In der Nacht waren zwei Bullen hinter den Kühen unserer Gastgeber her und man hatte Angst um unsere Sicherheit im Zelt  – die Jungs hatten also wenig Schlaf wegen der ständigen Bullenjagd. Oscheg beschließt die Bullen auf die Hochalm zu treiben – weg von den Kühen. So machen wir uns zu fünft mit zwei Bullen und nun zwei Eseln – einer voll, einer kaum beladen – auf den Weg. Immer entlang dem Khafrazdara River, im steten Auf und Ab vorbei an tollen Gebirgsseen und Klasse Aussicht auf Berge und Gletscher. Die Bullen bewegen sich nur widerwillig weg von den Kühen … Teilweise noch höhengeschädigt kommen wir auf der „Hochalm“ an – einer Ansammlung von Steinumfriedungen – und ich bin ziemlich erschöpft.

Nach Zeltaufbau ist Kochen angesagt. Es gab schon in Savnob längere Diskussionen mit Avaz bzgl. Gas- vs unserem Benzinkocher, aber der Gaskocher mit Flasche hätte endgültig einen zweiten Esel erfordert und das hielt Avaz für überflüssig … Nachdem der Whisperlite bereits morgens beim Teewasser geschwächelt hatte, geht jetzt gar nichts mehr! Also : Auseinander bauen, Maintenance Kit, Düse, Benzinleitung, Pumpe … Dann rückt Topchi raus, dass das Benzin aus Savnob schlecht sein könnte … mit Öl gemischt (?) – aha, 2-Takter Gemisch ?. Hussein hatte die letzten zwei Tage eine Plastikflasche mit Ersatzbenzin in der Hand getragen. Benzintausch und die ganze Prozedur von vorne. Nichts zu machen! Der Kocher will nicht! Mit völlig Russ verschmierten Händen und nach Benzin stinkend gebe ich nach über einer Stunde auf … ich könnte das Ding auf den Mond schießen !!! Oscheg hatte das HighTech Drahtgestell eh nur mitleidig beäugt und scheint sich fast zu freuen jetzt mit Kuhdung ein richtiges Feuer zur Verfügung stellen zu können – schnell wird ein Steinherd zusammengebastelt und das Abendessen ist gerettet. Als ich dann nach dem Essen im Dunkeln noch auf einen Felsen donnere und mir eine 2 Cent große Wunde in den Handballen reiße, bin ich restlos bedient.
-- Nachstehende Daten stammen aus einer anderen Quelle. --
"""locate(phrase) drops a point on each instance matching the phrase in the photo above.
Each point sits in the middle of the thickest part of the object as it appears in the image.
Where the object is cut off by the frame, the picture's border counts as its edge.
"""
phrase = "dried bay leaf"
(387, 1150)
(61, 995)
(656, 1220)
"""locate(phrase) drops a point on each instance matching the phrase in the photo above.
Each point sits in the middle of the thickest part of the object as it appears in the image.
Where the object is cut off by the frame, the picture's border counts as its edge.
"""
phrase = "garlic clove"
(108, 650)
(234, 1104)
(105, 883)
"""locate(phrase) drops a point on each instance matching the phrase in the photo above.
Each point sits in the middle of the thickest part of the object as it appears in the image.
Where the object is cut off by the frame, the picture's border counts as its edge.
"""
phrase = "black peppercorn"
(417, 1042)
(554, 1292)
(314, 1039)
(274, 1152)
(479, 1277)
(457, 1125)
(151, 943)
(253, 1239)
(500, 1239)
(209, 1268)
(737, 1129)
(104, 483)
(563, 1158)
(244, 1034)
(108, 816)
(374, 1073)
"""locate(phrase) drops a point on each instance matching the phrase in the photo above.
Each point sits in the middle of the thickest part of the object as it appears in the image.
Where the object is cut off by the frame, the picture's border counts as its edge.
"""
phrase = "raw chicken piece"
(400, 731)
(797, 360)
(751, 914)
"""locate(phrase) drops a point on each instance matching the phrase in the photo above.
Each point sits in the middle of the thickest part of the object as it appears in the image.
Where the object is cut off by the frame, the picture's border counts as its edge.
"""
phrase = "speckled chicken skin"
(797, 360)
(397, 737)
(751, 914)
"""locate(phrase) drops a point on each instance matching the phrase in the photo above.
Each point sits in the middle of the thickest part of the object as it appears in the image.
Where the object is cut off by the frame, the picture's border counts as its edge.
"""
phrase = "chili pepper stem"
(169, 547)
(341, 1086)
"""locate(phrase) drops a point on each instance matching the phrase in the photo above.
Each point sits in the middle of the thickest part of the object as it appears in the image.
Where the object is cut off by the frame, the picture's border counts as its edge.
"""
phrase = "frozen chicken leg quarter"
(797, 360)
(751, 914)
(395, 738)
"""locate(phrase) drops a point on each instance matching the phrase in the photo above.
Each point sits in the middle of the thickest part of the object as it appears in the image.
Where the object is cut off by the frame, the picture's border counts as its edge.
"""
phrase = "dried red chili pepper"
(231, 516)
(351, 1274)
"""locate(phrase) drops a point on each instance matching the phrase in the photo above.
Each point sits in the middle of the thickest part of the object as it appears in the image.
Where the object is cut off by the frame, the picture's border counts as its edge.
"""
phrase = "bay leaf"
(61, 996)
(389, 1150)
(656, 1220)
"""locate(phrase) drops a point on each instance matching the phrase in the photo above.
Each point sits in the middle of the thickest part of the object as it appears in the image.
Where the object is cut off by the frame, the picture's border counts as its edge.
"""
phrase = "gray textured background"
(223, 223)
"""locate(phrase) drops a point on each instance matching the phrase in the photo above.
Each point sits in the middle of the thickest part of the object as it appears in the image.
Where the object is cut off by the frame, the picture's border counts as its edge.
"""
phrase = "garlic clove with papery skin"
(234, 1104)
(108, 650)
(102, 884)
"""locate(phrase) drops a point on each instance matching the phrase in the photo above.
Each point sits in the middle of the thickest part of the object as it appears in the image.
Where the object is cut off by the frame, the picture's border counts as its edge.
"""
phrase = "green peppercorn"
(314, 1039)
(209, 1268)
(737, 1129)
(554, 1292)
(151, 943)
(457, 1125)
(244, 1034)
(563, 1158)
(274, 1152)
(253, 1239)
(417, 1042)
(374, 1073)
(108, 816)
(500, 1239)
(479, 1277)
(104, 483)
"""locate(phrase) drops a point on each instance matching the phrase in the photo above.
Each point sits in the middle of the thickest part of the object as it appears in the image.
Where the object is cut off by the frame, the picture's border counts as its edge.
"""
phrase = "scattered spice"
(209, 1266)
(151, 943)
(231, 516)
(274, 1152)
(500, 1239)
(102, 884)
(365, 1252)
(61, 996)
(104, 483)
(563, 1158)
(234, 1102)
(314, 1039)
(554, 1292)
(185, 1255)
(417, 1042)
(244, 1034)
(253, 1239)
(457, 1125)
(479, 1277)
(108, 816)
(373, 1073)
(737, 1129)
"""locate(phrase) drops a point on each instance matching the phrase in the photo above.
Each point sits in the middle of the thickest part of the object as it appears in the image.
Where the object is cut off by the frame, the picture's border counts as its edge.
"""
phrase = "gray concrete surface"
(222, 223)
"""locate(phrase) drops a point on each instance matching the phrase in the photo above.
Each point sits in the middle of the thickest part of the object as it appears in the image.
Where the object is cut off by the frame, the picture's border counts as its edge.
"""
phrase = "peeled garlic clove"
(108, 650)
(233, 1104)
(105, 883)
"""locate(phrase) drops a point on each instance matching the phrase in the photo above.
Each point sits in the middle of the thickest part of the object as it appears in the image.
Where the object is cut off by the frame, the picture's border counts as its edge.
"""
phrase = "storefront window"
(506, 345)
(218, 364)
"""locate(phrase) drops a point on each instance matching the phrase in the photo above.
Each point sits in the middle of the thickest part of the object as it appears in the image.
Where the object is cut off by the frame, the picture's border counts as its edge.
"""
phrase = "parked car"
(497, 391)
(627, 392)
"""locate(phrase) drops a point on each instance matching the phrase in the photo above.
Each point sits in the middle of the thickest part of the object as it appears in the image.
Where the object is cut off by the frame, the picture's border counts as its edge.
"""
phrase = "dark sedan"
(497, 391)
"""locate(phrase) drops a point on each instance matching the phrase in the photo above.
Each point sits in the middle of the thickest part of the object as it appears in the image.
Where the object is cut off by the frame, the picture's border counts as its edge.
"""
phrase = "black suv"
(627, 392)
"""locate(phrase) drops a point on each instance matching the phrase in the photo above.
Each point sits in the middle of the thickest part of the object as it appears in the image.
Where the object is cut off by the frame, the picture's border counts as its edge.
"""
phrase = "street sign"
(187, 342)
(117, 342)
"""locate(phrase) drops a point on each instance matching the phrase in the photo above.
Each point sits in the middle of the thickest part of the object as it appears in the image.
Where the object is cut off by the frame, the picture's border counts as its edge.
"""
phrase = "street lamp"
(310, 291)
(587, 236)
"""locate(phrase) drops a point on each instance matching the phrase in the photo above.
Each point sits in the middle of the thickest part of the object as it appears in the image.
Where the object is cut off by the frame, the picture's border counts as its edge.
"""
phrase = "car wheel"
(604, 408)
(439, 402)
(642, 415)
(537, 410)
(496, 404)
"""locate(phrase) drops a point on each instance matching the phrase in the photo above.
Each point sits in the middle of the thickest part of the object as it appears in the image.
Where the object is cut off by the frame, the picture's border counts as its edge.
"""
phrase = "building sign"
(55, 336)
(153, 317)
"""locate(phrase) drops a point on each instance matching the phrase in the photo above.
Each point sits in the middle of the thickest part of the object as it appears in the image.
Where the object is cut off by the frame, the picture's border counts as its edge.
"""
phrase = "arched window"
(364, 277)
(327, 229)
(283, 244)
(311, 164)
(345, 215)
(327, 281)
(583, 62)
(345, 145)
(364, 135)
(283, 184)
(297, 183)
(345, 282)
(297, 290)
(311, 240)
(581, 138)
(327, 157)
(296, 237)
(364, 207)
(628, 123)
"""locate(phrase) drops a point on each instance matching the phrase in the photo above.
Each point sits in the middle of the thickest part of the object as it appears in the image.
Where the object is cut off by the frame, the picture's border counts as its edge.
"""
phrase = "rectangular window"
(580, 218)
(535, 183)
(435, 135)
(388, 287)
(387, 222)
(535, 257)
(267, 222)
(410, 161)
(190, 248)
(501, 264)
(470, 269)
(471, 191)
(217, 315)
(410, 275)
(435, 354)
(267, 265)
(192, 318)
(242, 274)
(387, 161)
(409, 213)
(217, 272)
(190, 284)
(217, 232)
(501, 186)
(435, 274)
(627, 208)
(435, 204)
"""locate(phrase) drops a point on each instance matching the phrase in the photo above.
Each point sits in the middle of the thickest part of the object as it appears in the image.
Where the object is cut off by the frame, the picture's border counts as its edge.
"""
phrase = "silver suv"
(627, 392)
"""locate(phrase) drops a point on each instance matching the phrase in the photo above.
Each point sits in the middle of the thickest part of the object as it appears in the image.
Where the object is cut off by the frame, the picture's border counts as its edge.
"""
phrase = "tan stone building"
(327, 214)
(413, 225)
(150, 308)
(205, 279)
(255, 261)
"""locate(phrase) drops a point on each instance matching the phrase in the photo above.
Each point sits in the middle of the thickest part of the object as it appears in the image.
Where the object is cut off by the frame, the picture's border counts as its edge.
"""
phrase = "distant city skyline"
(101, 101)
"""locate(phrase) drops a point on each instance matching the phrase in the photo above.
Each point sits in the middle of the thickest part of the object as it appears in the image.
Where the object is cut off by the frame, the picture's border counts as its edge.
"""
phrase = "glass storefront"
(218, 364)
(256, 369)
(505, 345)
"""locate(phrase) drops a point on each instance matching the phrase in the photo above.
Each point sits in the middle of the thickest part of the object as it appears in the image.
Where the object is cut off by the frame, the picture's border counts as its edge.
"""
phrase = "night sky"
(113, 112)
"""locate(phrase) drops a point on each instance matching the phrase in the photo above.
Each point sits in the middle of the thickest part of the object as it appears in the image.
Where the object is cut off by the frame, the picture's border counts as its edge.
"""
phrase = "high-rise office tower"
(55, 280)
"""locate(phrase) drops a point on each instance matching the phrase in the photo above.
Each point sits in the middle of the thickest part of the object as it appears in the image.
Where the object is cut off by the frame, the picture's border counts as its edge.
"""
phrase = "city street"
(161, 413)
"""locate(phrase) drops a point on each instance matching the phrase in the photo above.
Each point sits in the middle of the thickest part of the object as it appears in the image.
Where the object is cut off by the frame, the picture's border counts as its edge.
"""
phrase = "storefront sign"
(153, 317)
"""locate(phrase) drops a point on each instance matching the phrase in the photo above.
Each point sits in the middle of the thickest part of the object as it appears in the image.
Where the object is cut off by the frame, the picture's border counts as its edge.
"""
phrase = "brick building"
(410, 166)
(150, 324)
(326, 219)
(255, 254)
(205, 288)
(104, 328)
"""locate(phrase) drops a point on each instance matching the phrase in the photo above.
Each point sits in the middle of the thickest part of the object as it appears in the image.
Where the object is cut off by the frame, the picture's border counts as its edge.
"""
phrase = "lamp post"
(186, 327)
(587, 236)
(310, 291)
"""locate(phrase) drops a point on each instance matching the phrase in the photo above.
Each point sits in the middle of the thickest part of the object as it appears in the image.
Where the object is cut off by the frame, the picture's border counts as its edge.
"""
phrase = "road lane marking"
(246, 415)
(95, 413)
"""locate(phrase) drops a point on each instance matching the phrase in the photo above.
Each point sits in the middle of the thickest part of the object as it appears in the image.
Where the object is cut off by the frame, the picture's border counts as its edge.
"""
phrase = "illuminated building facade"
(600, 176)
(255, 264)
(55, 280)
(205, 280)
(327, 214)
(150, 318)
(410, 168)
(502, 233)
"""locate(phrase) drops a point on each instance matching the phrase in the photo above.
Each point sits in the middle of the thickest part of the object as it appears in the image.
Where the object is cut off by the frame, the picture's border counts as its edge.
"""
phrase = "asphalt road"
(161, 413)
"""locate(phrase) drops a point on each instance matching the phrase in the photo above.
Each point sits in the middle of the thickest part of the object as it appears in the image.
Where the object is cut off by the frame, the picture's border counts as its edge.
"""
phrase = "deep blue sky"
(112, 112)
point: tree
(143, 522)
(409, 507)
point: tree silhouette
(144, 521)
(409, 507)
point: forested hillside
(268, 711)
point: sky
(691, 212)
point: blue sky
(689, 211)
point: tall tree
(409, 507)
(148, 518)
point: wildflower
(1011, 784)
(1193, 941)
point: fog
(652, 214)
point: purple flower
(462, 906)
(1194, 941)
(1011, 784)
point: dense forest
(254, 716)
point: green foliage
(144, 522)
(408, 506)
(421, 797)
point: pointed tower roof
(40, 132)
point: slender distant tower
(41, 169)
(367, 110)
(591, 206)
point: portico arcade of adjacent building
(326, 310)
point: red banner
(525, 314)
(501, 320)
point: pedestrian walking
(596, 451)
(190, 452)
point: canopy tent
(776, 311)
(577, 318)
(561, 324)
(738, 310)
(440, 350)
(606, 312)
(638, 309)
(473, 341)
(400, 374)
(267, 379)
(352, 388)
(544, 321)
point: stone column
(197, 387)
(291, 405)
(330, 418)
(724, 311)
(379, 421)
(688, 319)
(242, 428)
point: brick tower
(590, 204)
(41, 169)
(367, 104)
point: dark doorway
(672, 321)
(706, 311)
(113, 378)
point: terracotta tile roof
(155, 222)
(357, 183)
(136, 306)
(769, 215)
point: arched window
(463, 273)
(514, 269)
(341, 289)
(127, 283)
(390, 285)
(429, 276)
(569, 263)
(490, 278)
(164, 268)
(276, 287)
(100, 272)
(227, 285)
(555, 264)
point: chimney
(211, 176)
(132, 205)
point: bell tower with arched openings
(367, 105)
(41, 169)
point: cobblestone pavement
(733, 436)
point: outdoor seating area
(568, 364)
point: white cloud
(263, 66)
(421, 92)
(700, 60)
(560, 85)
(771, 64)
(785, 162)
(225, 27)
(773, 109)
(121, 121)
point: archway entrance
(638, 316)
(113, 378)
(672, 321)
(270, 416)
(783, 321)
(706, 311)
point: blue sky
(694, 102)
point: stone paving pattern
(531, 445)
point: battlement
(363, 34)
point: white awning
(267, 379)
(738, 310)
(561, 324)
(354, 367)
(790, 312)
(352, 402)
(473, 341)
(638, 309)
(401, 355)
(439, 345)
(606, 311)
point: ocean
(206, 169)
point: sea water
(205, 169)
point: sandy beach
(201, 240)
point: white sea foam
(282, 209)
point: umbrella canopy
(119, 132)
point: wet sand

Irgendwie bringt mich diese Tour ziemlich an meine Grenze – physisch und psychisch … wir rufen uns die nächsten Tage noch öfters in Erinnerung, dass diese Unternehmung auf unseren Wunsch stattfindet. Aber die Hilfsbereitschaft unserer tadschikischen Begleiter ist immer wieder aufbauend.

Am nächsten Morgen zeigen Eiszapfen an unserer Waschstelle wie kalt es nachts wurde … wie Hussein hier nachts ohne Schlafsack oder Decke schläft – ein Rätsel! Von hier brechen wir zum Rande des Grum Grjimallo Glacier – einem „Zufluss“ des Fedchenko – als Tagestour auf. Nach ein paar Kilometer kommen wir zu einem Plateau, auf dem zu Sowjetzeiten wohl größere Trainingslager für sowjetische, polnische und tschechische Bergsteiger stattfanden. Man kann sich gut vorstellen wie dies Ausgangspunkt für Touren in die umliegenden Nordwände und zum Peak Revolution (heute: Istiqlol, 6940 m) waren. Ab da geht es nur noch im weglosen Gelände über ausgedehnte Moränen weiter, zwischendurch immer wieder eisige Seen. Auf 4.600 m haben wir einen Blick auf den Peak Revolution und den Fedchenko Gletscher in der Ferne – ein Weitergehen bis zum Grum Grjimallo Rand lässt die Zeit und Kraftreserve nicht mehr zu.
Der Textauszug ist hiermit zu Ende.